Package "Autoimmune Bullous Dermatoses (Tissue Immunoglobulins, IF)"2028
The study aims to detect autoantibodies that serve as biomarkers for autoimmune bullous dermatoses. Particularly important is the detection of antibodies against fibrillarin, which is a relatively specific marker for scleroderma (SSc).

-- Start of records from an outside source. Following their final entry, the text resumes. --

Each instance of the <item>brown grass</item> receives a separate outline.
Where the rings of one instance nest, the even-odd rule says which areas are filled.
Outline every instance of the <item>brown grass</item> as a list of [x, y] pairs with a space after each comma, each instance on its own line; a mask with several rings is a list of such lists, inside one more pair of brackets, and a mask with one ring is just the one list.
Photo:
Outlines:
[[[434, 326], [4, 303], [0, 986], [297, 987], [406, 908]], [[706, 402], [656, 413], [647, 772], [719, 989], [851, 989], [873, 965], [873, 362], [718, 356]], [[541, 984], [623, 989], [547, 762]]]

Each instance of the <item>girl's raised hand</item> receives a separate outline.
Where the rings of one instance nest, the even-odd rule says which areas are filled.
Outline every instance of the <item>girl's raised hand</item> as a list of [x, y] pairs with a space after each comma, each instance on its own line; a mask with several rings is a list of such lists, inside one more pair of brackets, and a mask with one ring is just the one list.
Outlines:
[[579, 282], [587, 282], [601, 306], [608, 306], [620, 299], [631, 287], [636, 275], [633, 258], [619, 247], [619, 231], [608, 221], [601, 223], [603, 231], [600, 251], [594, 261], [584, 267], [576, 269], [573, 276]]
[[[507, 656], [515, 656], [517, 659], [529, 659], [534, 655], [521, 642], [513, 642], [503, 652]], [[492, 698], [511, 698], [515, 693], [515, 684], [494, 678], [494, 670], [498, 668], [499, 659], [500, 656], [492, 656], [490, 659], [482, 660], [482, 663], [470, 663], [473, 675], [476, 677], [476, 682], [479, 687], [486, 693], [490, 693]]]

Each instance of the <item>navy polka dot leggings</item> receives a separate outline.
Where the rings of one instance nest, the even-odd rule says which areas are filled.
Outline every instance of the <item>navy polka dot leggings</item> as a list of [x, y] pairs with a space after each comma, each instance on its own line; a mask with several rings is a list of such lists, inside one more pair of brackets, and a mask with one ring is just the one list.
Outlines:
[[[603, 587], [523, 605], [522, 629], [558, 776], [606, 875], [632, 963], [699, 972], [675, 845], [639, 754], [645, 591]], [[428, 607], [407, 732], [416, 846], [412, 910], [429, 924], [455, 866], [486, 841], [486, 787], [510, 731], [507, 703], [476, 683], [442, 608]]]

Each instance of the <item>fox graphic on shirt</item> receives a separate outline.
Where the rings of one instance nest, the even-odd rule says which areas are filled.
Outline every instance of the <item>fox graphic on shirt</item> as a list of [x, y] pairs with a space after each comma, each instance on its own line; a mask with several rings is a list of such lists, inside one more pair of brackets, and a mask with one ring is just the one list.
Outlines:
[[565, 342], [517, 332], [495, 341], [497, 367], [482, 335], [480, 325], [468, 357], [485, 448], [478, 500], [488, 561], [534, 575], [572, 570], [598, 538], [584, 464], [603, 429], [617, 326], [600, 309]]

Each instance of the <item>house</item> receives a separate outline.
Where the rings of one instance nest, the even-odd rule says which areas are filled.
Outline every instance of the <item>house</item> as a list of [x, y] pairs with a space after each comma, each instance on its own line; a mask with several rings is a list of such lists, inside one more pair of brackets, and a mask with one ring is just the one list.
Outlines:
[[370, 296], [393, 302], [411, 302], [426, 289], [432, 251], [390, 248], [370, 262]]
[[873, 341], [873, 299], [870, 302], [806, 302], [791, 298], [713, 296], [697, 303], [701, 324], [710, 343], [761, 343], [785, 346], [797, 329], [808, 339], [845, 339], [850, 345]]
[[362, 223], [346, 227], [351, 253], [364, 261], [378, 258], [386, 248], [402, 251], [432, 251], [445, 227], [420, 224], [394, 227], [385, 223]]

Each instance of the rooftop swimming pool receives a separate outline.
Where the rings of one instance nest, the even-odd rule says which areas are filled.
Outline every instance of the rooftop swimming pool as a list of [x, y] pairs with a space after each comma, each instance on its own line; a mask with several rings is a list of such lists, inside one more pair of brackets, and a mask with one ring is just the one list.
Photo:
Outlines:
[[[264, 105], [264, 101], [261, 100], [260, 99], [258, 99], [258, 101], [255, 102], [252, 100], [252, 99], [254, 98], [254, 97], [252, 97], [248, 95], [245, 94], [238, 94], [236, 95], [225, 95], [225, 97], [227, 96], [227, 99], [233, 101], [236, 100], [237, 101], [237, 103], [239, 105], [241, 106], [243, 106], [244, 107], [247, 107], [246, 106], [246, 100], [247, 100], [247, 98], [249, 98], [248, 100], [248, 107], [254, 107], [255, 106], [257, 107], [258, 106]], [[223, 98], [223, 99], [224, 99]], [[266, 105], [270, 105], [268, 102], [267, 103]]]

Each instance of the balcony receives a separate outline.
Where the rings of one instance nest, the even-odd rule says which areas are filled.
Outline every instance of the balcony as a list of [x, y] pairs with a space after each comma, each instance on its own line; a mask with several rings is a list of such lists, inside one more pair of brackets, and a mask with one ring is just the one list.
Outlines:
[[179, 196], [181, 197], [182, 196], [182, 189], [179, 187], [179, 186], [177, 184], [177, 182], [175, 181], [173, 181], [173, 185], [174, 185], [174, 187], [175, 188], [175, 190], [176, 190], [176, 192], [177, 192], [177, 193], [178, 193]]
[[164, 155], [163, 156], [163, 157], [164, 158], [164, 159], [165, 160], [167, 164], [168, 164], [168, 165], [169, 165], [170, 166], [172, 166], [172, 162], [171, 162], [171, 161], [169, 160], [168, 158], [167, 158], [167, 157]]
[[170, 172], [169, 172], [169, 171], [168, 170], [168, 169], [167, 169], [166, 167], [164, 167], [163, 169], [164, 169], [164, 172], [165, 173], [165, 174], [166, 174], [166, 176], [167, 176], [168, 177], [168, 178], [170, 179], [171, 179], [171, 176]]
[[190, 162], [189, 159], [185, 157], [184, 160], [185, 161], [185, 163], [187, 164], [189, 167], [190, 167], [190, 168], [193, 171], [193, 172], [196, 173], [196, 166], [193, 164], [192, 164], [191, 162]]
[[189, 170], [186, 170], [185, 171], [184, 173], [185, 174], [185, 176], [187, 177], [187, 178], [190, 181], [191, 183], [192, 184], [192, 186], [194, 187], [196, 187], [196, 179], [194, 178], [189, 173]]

Direct immunofluorescence (IF) is a method for detecting tissue immunoglobulins (IgG, IgA, IgM), complement C3, and fibrillarin protein in skin fragments.
- Bullous pemphigoid
- Pemphigus (blister)
- Linear IgA dermatitis
- Acquired bullous epidermolysis
- Dermatitis herpetiformis
For the analysis, a skin fragment should be taken from an erythematous (healthy) area or around a fresh blister. A biopsy from the oral cavity is taken from mucosa without pathological changes. The accompanying referral must specify the biopsy site, suspected diagnosis, and list of required tests.
Bullous pemphigoid is a chronic autoimmune skin disease that leads to itchy, blistering lesions, mainly in elderly patients. Diagnosis is established through biopsy and immunofluorescence. Treatment includes topical and systemic corticosteroids, as well as immunosuppressants for maintenance therapy. The first symptom is itching, and characteristic bullae may appear on the trunk skin and flexural areas. Mucous membrane involvement is rare. Nikolsky's sign is usually negative.